Advanced Linux Commands Explained

`awk`

Why Learn This?

When working as a DevOps engineer, you’ll deal with large log files, CSV data, or system outputs. You often need to extract specific parts, count things, or filter content quickly.

Now you have two choices:

📜 Write a shell script
⚙️ Use a powerful one-liner tool like awk

What is awk?

awk is a text-processing command in Linux. It’s like a mini programming language for working with structured text files like .log, .csv, .tsv, etc.

✨ Key Use Cases:

Extract specific columns from a file
Filter lines based on keywords (like INFO, ERROR)
Apply conditions and loops
Count things (like how many times something occurred)

🍽️ Analogy: Restaurant Waiter vs awk

Just like a waiter serves you specific items from a full menu...

awk serves you specific parts from a full text file 🍲

Basic `awk` syntax:

awk '{ action }' filename

$1, $2, $3 → Represent columns
NR → Current row number
print → Displays output

Common Examples

Print the whole content of a file:

awk '{print}' app.log

Print the first column:

awk '{print $1}' app.log

Print multiple columns (1st, 2nd, 3rd, 5th):

awk '{print $1, $2, $3, $5}' app.log

Print only lines that contain the word INFO:

awk '/INFO/ {print $1, $2, $3, $5}' app.log

Save the filtered INFO lines to a new file:

awk '/INFO/ {print $1, $2, $3, $5}' app.log > only_info.log

Count Occurrences

Count how many times INFO appears:

awk '/INFO/ {count++} END {print count}' app.log

With a custom message:

awk '/INFO/ {count++} END {print "The count of INFO is", count}' app.log

Filter by Time (e.g., Between 08:53:00 and 08:53:59)
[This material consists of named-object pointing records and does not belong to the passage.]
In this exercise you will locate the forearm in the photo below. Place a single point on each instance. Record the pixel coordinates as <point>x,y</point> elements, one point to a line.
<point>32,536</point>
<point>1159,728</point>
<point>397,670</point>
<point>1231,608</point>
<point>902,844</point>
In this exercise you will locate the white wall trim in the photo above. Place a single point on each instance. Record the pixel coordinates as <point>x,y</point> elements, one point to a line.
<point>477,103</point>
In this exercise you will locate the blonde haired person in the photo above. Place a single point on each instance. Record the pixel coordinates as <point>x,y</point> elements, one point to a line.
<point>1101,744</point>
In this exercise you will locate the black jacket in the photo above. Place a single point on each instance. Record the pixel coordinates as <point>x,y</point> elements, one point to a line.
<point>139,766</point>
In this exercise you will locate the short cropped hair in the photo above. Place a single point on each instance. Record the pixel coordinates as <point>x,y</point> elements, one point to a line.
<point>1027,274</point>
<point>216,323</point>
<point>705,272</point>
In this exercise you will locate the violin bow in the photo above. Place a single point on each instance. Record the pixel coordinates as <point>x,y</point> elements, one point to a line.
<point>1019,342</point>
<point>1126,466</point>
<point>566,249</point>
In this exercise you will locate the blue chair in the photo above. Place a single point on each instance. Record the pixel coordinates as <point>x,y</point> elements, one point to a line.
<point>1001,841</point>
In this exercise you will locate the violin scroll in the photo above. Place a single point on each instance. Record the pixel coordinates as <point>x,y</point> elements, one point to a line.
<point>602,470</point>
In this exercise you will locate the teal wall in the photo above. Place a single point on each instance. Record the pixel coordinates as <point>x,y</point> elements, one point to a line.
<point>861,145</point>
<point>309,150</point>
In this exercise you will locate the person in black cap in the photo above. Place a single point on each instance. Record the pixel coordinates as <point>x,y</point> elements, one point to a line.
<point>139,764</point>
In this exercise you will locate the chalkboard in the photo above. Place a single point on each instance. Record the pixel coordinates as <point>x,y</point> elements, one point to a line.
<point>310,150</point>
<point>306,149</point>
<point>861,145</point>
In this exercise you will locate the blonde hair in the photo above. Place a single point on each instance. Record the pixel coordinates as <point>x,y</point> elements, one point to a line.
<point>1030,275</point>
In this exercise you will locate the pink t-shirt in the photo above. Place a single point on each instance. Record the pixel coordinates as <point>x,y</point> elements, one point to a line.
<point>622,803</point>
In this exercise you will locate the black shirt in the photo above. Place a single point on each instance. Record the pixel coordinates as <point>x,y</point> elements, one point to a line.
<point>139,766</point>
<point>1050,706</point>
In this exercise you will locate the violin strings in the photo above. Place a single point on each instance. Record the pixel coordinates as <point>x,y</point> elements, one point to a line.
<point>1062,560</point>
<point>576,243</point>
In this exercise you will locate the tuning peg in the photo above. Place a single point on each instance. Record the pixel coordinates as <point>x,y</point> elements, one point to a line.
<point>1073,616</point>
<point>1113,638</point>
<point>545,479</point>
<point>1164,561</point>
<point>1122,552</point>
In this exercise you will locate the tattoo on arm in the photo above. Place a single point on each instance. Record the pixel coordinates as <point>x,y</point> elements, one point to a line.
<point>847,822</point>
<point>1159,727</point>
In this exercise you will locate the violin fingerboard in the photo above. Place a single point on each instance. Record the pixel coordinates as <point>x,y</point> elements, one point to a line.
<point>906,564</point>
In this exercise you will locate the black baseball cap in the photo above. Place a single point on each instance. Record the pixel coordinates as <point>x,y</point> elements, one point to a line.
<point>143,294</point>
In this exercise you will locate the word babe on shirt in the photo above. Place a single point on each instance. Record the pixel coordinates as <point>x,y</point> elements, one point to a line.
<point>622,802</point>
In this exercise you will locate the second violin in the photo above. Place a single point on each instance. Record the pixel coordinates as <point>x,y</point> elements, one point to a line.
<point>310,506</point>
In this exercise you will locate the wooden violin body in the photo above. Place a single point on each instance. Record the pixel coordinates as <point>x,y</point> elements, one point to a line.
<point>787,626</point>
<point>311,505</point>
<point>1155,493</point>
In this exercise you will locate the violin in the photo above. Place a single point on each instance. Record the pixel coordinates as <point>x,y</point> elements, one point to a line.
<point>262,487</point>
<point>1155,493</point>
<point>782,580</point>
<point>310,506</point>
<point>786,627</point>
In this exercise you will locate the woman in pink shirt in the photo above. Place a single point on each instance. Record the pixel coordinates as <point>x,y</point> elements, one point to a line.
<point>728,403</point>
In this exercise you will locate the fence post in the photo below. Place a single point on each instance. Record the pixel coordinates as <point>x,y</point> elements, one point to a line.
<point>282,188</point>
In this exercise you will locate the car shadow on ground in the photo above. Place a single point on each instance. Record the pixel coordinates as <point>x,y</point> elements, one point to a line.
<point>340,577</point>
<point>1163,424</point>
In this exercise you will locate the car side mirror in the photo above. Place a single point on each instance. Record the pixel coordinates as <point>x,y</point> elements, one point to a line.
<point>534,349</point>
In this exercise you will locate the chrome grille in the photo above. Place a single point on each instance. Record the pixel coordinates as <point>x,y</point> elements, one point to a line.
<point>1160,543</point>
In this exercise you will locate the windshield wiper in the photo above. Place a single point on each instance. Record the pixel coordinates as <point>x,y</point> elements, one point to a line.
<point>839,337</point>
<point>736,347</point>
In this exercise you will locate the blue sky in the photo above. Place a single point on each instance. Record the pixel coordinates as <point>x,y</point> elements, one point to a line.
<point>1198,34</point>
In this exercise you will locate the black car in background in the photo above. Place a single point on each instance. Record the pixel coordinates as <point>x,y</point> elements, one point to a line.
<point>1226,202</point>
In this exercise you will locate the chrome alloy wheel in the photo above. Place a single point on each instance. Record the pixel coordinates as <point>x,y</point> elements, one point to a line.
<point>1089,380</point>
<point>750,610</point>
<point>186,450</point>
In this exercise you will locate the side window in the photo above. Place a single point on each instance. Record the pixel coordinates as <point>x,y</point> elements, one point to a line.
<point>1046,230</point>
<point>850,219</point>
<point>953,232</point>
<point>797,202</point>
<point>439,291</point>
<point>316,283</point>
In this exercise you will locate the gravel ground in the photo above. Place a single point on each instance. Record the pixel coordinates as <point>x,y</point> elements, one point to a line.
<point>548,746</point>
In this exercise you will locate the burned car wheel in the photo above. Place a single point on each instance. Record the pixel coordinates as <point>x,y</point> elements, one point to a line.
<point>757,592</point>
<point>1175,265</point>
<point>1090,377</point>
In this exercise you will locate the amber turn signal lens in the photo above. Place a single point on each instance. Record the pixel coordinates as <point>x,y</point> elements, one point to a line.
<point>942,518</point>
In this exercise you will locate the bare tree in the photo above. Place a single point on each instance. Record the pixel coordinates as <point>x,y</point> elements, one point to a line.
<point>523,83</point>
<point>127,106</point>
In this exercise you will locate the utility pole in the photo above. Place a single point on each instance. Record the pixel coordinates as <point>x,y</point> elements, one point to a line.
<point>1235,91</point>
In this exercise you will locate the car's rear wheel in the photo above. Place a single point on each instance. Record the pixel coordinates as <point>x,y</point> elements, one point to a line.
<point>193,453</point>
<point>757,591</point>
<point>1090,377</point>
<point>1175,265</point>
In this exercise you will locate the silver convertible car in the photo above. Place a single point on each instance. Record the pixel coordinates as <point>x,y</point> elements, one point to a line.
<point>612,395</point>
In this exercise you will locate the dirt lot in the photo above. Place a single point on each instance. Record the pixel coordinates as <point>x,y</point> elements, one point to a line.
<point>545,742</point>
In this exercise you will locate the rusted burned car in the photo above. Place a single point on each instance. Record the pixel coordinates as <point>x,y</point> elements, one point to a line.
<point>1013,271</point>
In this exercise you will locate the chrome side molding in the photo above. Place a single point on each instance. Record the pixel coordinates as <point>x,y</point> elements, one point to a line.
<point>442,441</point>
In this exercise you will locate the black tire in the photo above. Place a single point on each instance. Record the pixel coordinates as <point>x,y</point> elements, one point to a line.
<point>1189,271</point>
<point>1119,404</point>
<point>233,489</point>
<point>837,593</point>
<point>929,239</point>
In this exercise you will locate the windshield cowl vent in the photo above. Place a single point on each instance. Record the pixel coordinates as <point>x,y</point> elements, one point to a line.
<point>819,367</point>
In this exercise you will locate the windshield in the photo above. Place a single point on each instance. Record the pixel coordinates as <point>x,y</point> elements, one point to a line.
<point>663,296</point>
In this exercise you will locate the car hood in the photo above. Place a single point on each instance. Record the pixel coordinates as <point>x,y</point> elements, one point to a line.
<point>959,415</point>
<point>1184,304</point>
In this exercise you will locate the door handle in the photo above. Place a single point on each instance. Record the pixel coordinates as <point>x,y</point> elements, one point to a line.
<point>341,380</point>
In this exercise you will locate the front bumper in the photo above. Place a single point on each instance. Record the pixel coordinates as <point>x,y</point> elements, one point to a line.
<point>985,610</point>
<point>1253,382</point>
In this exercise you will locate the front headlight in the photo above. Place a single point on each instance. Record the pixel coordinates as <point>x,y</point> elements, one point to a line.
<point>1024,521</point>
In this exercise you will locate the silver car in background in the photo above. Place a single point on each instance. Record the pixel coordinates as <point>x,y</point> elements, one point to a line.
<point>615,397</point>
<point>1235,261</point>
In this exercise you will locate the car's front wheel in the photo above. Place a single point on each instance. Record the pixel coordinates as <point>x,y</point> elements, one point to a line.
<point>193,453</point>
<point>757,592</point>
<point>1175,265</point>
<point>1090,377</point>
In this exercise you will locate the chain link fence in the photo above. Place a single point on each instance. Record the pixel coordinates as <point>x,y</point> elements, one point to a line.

Let’s say your log’s second column is a timestamp:

awk '$2 >= "08:53:00" && $2 <= "08:53:59" {print $3}' app.log

Print Lines Between Line Numbers 2 to 10

awk 'NR >= 2 && NR <= 10 {print}' app.log

To print the row numbers:

awk 'NR >= 2 && NR <= 10 {print NR}' app.log

Why awk is Powerful?

Supports conditions, loops, ranges, and custom logic
Can act like a mini-programming language for text
Works great with formatted data like .csv, .tsv, .log

⚠️ Works best with structured/column-based files

Difference between `awk` and `sed`

Feature	awk	sed
Purpose	Programming-style text processor	Stream editor
Best Used For	Parsing and processing structured files (logs, CSV)	Find & replace, line edits, simple filters
Limitation	Needs structured formats	Not good for complex logic

Summary:

Use awk when you want columns, conditions, counts, loops
Use sed when you want quick replacements or line changes

Real-World DevOps Use Cases

Parse logs to extract IPs, timestamps, or error types
Generate quick reports from .csv files
Filter logs based on date/time or event type
Count occurrences of issues in system logs

What is sed?

sed stands for Stream Editor. It reads input line by line (as a stream), performs operations (like search, replace, delete), and outputs the result.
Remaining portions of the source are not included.